Особенно занимали ее любовные перипетии и семейная жизнь персонажей. Уже замужем ей довелось прочесть, как женщина, стоя на коленях, расшнуровывала мужу ботинки, а перед сном мыла ему ноги в тазике. Ее тогда передернуло – мыть чьи-то ноги! Правда, женщина была простая, из деревни, но все равно, как можно!

В отношениях полов для Ларисы первичной была духовная близость. Монашкой она себя не считала, целомудрием (во второй-то половине двадцатого века!) не дорожила и в первый брак вступила уже с некоторым опытом. Очень скоро родство душ обернулось схожестью комплексов. Молодые поняли, что они – однотипные модели. Ни он, ни она не захотели мириться со своими недостатками, так явственно выраженными в другом супруге, и сочли за благо расстаться, пока не народилось бэби. В их среде это даже считалось хорошим тоном – «сходить замуж». И по примеру многих, Лариса стала носить обручальное кольцо на левой руке – своего рода «зеленый свет»… Трудно ей было конкурировать с молодыми раскованными девочками, да еще в мини, – собственные ноги приводили ее в отчаяние, но она все же держалась как-то на поверхности: выручала живость ума. Мода на брючные костюмы оказалась для нее спасением, она воспрянула духом, стала смелей, общительней.
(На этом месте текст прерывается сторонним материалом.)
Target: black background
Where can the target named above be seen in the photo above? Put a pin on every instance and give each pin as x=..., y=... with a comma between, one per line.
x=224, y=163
Нравились ей полуночные сборища с обязательным кофе, сухим вином, с разговором об импрессионизме, чтением своих и чужих стихов, с анекдотами на злобу дня, с легким перекрестным флиртом и невинным снобизмом. Но однажды зеркало недвусмысленно дало ей понять, что время летит быстрее, нежели ей хотелось бы. «Пора задуматься, девочка», – сказало ей зеркало. Скоро в троллейбусе вечером она приметила щупленького юношу в ветхом «деми» с добрым, чуть растерянным лицом. Она проехала свою остановку, сошла вместе с этим юношей и, удачно поскользнувшись, удержалась за его локоть. «Простите, пожалуйста, вы не поможете мне перейти на ту сторону? Такой гололед, а я на кожаных подметках…»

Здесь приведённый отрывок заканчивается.